One more thing, you also need to pay for a credit report and appraisal of the property you are interested in buying.
Applying for FHA home loans can be the difference between forever live in rented or rent an apartment and has something that you can call your own. If you are a low income earner, you are best to have your own house will examine what is available through the FHA loan options.

Which is better: term or permanent life insurance?

The biggest financial decision you are likely to make is buying a home, closely followed by less expensive must-haves like a vehicle. But the one deal you should aim to get right is the decision on life insurance. This is the difference between leaving your dependents with an adequate amount of cash to see them through the times of economic hardship after your income is lost, and leaving them with nothing. In this, the decision on term as against permanent insurance is the key. Put the wrong key in the lock and you open a door into real financial hardship.
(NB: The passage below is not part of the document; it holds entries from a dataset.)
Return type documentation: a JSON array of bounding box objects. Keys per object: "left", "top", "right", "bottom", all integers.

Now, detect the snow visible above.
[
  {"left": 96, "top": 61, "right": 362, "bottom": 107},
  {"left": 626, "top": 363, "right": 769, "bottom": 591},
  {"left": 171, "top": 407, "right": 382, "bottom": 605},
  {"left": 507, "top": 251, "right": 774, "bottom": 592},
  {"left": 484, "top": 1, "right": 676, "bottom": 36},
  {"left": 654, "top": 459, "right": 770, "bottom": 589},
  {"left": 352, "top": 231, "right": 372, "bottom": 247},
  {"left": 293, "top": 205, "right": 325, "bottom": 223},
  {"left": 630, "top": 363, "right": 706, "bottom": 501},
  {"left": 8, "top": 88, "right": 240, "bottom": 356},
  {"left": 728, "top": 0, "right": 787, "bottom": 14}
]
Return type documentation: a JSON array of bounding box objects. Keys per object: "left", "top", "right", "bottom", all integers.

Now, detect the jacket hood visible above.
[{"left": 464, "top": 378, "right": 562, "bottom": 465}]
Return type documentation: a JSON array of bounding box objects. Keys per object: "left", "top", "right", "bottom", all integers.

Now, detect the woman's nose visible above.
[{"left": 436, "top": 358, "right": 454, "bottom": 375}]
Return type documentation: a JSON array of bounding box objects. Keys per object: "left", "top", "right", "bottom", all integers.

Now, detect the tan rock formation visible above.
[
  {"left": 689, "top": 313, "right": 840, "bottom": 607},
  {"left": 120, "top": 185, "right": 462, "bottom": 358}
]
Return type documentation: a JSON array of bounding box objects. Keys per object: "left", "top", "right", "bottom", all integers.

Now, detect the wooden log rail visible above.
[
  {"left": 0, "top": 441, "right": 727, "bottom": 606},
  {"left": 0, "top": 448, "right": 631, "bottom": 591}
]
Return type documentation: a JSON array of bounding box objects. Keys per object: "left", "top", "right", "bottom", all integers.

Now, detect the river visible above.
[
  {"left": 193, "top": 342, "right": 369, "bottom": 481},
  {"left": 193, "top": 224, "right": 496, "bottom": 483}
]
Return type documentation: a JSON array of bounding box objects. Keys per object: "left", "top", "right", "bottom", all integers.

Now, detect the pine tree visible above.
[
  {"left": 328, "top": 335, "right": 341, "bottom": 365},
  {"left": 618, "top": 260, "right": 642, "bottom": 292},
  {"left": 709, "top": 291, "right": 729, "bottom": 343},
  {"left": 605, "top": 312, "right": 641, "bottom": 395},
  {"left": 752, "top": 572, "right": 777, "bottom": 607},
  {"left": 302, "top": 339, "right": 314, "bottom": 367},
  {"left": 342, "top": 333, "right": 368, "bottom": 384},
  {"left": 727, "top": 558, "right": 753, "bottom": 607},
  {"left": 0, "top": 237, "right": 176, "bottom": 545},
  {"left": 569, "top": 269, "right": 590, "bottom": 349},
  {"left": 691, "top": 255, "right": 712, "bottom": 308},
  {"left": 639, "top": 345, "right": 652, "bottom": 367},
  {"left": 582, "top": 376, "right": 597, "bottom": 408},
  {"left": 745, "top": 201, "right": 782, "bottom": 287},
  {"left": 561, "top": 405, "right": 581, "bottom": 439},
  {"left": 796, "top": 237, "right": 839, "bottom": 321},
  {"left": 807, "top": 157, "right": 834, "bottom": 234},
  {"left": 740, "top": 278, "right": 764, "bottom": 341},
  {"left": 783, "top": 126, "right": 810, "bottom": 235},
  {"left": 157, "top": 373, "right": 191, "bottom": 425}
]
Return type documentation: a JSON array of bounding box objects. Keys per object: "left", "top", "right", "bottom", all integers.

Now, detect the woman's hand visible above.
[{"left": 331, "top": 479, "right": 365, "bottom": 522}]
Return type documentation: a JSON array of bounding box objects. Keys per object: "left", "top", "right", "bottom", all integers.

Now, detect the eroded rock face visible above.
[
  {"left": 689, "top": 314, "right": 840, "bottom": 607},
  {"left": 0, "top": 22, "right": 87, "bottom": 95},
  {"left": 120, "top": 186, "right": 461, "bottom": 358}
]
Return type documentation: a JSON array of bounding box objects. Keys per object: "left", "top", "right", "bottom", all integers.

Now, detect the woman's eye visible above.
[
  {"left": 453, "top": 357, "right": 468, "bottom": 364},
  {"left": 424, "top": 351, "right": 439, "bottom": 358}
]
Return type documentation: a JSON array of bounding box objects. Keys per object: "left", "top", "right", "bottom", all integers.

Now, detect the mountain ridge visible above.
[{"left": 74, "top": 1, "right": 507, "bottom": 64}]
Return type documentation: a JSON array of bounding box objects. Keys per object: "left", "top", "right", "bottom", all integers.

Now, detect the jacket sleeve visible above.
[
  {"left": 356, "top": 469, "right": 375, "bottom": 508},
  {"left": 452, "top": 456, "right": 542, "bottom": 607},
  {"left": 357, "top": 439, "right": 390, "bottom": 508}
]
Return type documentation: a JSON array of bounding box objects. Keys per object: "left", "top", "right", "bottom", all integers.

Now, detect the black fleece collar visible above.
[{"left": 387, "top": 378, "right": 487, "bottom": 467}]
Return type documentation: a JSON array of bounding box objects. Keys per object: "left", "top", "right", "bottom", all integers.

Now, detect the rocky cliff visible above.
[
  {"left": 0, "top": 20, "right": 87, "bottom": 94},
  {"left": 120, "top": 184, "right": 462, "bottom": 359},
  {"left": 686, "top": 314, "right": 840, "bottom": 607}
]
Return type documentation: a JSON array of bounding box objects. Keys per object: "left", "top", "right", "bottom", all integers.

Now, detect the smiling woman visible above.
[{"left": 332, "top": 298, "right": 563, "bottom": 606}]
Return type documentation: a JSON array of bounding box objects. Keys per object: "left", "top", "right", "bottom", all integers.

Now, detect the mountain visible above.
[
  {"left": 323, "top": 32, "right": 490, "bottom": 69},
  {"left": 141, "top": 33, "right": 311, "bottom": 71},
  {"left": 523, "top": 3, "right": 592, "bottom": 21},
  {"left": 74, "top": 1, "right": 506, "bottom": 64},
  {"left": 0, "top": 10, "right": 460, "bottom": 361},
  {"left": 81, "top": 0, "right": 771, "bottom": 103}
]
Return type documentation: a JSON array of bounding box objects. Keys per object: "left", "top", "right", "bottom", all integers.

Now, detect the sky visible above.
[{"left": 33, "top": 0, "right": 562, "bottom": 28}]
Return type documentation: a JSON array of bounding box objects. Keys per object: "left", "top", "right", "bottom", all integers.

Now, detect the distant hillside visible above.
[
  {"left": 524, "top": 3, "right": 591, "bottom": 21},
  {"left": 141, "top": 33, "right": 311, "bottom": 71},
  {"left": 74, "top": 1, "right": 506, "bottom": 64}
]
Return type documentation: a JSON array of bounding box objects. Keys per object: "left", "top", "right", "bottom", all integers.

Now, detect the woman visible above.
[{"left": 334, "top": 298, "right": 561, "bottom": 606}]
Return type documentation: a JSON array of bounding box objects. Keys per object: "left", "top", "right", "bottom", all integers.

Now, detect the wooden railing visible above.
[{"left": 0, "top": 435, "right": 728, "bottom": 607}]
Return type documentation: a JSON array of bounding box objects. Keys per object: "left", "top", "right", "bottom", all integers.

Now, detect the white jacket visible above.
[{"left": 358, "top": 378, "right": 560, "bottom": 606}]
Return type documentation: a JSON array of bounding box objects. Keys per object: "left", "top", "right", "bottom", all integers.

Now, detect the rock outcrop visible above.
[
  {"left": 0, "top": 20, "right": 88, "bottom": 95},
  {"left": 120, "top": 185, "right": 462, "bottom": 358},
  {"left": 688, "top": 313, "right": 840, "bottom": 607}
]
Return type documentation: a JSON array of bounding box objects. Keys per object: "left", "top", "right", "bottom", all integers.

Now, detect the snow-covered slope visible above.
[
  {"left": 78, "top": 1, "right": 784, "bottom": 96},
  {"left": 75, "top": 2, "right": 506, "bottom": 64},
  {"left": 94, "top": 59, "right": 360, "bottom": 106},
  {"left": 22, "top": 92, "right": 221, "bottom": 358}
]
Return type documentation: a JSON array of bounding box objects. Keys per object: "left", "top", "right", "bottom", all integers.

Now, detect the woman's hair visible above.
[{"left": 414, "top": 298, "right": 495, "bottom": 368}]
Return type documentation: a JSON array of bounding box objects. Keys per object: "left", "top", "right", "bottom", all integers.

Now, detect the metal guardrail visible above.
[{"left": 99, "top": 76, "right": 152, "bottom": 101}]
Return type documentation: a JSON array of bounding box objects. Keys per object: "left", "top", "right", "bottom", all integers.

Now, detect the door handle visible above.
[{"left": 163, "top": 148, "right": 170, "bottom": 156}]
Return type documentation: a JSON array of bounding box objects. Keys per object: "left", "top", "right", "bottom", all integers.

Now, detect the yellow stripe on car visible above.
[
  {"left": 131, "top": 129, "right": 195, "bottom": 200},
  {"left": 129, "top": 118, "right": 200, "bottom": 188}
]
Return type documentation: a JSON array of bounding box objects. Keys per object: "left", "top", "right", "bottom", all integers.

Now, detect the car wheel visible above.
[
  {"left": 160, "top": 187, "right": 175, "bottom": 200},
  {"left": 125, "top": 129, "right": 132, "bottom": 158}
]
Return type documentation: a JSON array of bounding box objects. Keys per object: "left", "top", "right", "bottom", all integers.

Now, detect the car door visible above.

So what’s wrong with term insurance? Think of this as like a bet. If you die within the term, your dependents are the winners. If you prove healthy and live too long, you lose the premiums you paid and your dependents get nothing. Now, when it comes to permanent insurance, this builds up a cash value. The longer you have the policy in place, the more valuable it comes as the premiums you pay attract investment returns. During your own life, you can take some of this money back or borrow using the fund as collateral. When the sad day finally comes, the benefits are paid out to your dependents less whatever drawings or borrowings you have made.

From these short sentences, you will immediately suspect the other difference between the products. Term life insurance is the cheap option. It gives you security in the amount of the benefits for the number of years you select. If you buy one term policy after another, the premiums are higher each time because your life expectancy is less on each renewal. Permanent insurance premiums are higher because a percentage of what you pay is invested on your behalf to generate the cash value. So your fund receives the benefit of the interest, dividends and other returns the investments generate. This makes the total of the cash value the key factor. Do you want a higher rate of return on the premiums? This can be for your own benefit should there be an emergency during your life. Or it can build up over the years for your dependents. If the answer is yes, you must be prepared to pay more to start off the policy – the first year’s premiums often disappear into a black hole representing set-up costs and the selling agent’s commission. But the amount you pay stays the same throughout the lifetime of the policy. So, with inflation, what starts out a struggle slowly grows easier to pay.

The real problem is the uncertainty of the future. Who knows how inflation may affect different aspects of life. What may be cheap now, may be expensive tomorrow and vice versa. So here are a few simple rules. If all you want is cover over the next few years (no more than ten), get life insurance quotes for a term policy. Ten years is not a long enough period of time to build up a worthwhile cash value. Estimate what benefits might be needed, e.g. your daughter will need $50,000 to cover her college tuition fees, and the total will set the amount of the insurance. If you are looking at a period of at least twenty years, you should think seriously about permanent insurance. Again, get life insurance quotes but you should also take advice on the different types of policy available and create or review your estate plan. Between ten and twenty years is a gray area and whichever way you decide is not going to be wrong.